Hunt, Martin, and Stone (1966) were among the first to study machine concept learning from examples. Their Concept Learning System (CLS) nonincrementally builds decision trees that discriminate observations of different classes. CLS first divides the observations by their values along the `best' descriptive attribute; it uses a primitive frequency measure to determine the attribute whose values are most uniquely associated with different classes. The values of this divisive attribute are used to label arcs from the decision tree root and segregate observations into disjoint subsets. Each subset is treated as a child of the root, and CLS recursively builds a subtree for each. Decision tree expansion terminates when all observations at a (sub)node are members of the same class.
A new observation is classified by following the labeled arcs that correspond to the observation's values. When a leaf is reached, the class of the observations residing there is asserted as the class of the new observation. If this prediction is correct, the new observation is saved (along with the original set). If erroneous, the tree is reconstructed using previous observations and the misclassified one. This exemplifies a revolutionary approach to learning - a revolution occurs with each misclassification.
There is a sense in which the revolutionary procedure appears to be incremental, since observations are processed serially. However, each misclassification incurs subsequently larger amounts of processing. Hunt et al. explored variants of CLS that restricted the memory of past observations to a constant by randomly replacing prior observations with new ones. Limiting the number of saved observations also limits tree reconstruction costs, but experiments showed that it slowed learning rates as well; that is, more observations were required to form a decision tree that perfectly discriminated the observations.

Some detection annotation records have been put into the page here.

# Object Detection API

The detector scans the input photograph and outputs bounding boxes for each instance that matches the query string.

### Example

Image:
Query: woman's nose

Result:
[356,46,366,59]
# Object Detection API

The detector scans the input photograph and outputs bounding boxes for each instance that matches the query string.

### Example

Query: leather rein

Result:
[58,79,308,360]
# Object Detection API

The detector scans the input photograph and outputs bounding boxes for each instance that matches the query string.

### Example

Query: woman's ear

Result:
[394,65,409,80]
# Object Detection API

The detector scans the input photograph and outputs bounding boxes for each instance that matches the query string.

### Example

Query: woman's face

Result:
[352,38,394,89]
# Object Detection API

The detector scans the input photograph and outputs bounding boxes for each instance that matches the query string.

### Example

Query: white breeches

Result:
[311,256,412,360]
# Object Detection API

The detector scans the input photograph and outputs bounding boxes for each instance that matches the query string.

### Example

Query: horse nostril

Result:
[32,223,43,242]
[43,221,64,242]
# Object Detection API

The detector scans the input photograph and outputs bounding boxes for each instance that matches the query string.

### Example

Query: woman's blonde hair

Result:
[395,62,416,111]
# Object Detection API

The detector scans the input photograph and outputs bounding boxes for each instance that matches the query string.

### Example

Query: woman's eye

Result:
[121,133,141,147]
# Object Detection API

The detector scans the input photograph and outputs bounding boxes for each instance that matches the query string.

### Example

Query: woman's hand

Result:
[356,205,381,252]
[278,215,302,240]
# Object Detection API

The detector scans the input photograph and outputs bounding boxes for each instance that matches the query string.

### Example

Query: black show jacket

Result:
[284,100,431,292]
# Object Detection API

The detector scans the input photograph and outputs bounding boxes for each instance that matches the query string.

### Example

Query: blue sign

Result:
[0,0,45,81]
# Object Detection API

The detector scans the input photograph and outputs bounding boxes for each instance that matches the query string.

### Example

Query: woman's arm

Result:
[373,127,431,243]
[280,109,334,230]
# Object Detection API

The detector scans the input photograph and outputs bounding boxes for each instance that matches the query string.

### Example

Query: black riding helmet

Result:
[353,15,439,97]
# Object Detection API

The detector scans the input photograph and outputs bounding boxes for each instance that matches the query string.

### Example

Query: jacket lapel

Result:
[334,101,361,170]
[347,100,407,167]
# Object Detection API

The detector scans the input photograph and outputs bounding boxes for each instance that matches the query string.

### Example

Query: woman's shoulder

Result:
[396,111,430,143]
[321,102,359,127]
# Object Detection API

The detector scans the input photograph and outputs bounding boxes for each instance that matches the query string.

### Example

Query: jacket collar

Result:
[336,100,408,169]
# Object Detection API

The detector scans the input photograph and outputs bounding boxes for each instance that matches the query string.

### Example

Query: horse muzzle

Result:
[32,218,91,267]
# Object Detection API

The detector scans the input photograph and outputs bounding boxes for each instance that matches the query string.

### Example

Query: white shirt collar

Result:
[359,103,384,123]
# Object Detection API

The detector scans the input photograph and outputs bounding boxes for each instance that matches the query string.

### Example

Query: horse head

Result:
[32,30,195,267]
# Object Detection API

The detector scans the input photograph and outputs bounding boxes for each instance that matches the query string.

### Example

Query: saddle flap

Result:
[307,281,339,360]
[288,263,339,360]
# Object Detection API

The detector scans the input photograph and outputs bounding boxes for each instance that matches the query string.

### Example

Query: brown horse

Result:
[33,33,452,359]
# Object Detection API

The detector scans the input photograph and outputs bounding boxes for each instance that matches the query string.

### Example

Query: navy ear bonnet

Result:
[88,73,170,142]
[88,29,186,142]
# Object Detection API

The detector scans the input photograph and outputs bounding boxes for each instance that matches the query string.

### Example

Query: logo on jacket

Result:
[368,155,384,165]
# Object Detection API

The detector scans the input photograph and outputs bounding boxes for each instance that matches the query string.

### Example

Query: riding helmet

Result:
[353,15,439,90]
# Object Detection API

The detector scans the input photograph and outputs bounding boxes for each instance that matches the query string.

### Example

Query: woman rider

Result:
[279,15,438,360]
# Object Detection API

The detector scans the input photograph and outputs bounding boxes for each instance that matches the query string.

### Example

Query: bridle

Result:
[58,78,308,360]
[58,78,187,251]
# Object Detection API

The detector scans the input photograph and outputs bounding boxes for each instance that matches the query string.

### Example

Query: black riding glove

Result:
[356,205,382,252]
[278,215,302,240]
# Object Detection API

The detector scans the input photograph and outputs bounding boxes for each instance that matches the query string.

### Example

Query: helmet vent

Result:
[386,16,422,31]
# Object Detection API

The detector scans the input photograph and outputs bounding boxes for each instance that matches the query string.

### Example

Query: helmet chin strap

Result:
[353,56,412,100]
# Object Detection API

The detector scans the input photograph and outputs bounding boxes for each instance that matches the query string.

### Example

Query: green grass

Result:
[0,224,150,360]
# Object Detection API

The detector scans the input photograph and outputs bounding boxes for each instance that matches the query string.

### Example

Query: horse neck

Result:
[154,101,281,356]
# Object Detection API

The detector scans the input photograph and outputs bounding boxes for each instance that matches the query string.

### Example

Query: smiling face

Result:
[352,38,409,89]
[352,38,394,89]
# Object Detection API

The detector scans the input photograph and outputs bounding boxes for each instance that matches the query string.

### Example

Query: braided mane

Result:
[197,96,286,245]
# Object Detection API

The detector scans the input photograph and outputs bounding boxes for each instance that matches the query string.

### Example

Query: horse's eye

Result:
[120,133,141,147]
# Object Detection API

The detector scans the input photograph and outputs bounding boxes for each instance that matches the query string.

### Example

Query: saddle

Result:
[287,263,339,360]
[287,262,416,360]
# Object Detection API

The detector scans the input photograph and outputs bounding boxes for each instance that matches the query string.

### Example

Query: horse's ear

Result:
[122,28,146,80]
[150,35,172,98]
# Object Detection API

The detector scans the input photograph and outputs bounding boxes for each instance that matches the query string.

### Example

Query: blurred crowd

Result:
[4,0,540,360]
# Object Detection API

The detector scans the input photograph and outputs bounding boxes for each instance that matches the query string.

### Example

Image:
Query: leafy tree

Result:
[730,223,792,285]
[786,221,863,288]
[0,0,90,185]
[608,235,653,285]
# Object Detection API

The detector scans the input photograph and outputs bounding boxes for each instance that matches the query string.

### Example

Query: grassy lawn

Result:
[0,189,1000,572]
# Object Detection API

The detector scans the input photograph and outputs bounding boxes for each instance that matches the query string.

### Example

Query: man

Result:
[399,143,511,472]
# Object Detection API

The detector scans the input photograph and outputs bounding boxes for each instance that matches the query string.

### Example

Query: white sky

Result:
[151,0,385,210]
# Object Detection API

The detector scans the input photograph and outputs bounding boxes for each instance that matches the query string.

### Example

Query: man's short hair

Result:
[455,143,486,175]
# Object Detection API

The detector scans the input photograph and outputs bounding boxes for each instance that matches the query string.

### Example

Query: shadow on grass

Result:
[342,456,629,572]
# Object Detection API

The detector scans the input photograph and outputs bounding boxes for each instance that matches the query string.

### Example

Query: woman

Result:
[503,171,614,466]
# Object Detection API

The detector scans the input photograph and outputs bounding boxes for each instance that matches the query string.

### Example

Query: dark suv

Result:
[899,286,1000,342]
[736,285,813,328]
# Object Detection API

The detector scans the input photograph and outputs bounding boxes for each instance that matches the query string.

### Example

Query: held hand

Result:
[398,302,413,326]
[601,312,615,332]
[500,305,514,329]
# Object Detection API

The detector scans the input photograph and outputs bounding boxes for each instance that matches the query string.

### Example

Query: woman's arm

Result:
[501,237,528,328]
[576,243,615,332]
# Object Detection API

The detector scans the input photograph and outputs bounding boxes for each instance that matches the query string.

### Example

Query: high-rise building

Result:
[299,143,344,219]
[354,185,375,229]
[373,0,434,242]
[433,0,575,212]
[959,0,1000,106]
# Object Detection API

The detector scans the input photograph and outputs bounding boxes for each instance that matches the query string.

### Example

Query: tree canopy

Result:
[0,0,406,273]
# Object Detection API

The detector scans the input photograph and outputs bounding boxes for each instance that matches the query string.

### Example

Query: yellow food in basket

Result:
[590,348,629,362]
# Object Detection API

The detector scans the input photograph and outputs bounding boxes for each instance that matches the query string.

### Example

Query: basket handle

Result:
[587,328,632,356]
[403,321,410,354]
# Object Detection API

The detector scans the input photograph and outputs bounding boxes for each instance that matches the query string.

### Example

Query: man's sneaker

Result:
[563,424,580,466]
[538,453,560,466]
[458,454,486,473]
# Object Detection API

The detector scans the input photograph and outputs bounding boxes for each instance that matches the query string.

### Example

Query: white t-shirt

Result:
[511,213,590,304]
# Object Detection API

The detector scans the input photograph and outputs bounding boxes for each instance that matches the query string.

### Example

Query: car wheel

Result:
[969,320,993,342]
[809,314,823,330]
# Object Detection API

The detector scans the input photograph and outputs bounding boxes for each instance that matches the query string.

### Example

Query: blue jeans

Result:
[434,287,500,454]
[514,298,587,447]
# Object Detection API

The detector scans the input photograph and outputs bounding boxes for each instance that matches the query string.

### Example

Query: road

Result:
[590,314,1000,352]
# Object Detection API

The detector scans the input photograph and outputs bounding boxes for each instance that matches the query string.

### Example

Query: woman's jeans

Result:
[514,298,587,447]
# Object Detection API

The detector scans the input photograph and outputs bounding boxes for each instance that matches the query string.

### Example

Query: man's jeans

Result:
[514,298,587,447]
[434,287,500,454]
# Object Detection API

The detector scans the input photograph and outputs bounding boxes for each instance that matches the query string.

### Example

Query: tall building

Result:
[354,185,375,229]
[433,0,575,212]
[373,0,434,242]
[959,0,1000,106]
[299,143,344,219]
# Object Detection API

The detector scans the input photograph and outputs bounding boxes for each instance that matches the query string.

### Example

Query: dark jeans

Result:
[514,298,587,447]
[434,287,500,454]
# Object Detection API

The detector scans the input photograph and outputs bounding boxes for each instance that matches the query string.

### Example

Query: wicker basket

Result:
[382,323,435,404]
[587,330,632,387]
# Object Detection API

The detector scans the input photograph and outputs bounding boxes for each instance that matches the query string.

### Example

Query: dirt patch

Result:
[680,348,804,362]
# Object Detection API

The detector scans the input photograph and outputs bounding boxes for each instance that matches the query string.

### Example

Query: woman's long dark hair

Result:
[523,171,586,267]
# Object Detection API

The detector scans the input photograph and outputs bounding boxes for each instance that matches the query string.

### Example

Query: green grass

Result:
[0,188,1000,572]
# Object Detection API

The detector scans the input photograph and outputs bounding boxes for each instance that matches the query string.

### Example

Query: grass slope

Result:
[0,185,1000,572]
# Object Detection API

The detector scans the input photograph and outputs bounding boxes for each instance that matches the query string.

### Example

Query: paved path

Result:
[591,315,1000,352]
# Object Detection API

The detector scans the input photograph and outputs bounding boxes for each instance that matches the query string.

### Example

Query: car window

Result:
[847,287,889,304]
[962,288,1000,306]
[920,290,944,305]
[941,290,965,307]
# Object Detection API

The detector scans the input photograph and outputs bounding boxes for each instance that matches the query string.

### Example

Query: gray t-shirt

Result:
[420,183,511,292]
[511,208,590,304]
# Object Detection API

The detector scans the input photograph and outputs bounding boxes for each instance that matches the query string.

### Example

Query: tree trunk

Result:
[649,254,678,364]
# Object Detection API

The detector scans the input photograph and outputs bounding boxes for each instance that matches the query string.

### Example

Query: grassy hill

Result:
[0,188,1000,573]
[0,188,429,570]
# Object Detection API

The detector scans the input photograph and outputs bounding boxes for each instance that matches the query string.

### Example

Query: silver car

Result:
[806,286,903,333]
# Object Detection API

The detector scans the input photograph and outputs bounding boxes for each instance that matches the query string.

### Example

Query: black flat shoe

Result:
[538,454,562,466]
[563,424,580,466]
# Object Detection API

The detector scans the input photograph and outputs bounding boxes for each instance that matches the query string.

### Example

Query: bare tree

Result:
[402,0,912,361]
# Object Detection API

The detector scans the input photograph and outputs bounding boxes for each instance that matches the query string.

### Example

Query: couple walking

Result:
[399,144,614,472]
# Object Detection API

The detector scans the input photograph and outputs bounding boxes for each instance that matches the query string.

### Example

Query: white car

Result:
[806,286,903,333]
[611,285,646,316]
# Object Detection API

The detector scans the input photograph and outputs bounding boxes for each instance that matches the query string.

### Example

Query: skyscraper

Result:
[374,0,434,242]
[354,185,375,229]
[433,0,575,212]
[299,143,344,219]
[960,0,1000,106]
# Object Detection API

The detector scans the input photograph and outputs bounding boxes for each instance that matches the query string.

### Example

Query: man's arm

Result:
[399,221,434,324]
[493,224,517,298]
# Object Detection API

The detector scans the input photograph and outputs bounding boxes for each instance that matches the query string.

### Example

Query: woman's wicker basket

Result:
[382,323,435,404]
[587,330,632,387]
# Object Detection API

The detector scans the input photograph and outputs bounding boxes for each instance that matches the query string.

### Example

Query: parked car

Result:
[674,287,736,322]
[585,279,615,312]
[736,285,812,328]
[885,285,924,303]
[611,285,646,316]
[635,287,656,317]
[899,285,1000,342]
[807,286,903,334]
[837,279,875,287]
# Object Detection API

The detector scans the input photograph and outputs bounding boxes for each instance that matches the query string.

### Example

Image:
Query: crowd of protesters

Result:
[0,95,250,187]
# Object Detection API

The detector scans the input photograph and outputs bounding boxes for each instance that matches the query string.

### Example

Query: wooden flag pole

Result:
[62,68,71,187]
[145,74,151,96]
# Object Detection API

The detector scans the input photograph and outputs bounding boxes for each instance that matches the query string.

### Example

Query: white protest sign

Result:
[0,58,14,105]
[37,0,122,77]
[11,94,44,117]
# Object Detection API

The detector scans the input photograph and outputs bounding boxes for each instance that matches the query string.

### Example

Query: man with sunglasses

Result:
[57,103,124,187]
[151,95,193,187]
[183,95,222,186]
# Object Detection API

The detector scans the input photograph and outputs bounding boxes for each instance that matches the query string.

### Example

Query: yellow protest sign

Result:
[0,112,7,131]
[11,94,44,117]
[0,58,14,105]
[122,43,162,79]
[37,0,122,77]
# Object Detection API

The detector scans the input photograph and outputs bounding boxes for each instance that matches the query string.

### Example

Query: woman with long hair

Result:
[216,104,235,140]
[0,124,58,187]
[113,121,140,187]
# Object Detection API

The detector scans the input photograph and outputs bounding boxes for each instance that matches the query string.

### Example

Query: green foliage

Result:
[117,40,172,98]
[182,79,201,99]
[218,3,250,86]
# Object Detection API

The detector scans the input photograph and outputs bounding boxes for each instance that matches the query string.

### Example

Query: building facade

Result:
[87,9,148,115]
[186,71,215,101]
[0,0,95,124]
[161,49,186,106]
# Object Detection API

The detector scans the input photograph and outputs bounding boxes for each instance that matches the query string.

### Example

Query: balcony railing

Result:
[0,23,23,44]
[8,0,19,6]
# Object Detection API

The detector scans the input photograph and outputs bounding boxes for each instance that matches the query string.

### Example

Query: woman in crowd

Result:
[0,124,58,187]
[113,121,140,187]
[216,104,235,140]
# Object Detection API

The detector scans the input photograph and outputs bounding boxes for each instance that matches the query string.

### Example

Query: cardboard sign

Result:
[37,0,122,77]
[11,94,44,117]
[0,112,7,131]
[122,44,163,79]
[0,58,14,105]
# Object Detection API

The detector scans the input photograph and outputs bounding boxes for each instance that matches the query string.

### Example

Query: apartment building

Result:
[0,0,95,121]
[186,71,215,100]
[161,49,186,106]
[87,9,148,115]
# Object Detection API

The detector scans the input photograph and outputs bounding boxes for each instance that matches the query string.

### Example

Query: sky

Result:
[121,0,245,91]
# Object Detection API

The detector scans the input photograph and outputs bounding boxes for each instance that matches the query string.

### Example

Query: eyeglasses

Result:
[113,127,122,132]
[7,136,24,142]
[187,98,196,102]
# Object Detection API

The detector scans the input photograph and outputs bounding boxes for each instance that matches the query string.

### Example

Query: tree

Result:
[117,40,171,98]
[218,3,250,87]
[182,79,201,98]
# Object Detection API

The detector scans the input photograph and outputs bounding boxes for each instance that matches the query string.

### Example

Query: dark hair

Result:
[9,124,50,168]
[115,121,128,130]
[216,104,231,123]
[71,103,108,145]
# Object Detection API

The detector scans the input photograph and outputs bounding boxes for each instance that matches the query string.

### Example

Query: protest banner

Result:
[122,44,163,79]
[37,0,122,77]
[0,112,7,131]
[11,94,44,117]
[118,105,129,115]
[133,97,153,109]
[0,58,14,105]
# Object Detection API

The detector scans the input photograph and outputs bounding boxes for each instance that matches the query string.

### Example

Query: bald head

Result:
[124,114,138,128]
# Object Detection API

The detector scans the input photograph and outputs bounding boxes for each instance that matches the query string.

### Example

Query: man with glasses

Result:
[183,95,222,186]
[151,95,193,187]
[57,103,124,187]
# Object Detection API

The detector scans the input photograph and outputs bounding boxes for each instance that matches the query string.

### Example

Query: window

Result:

In a similar vein, Michalski and Larson (1978) investigated the utility of restricting the observations used during learning. The basis of their strategy is AQ (Michalski, 1973), a nonincremental learning from examples system that does not build decision trees, but a `flat' set of logical (i.e., DNF) concept descriptions. Michalski and Larson adapt AQ to behave incrementally by limiting the number of observations used to reconstruct a faulty knowledge base. Unlike CLS, retained observations are not selected randomly, but on the basis of a Euclidean distance-like measure that identifies `good' concept representatives. In addition, incremental AQ limits reconstruction to those portions of the knowledge base (i.e., individual concept descriptions) that led to a misclassification. This `locality' constraint reduces computational costs and sets it further apart from CLS, which constructs the entire knowledge base (i.e., decision tree) after each incorrect prediction.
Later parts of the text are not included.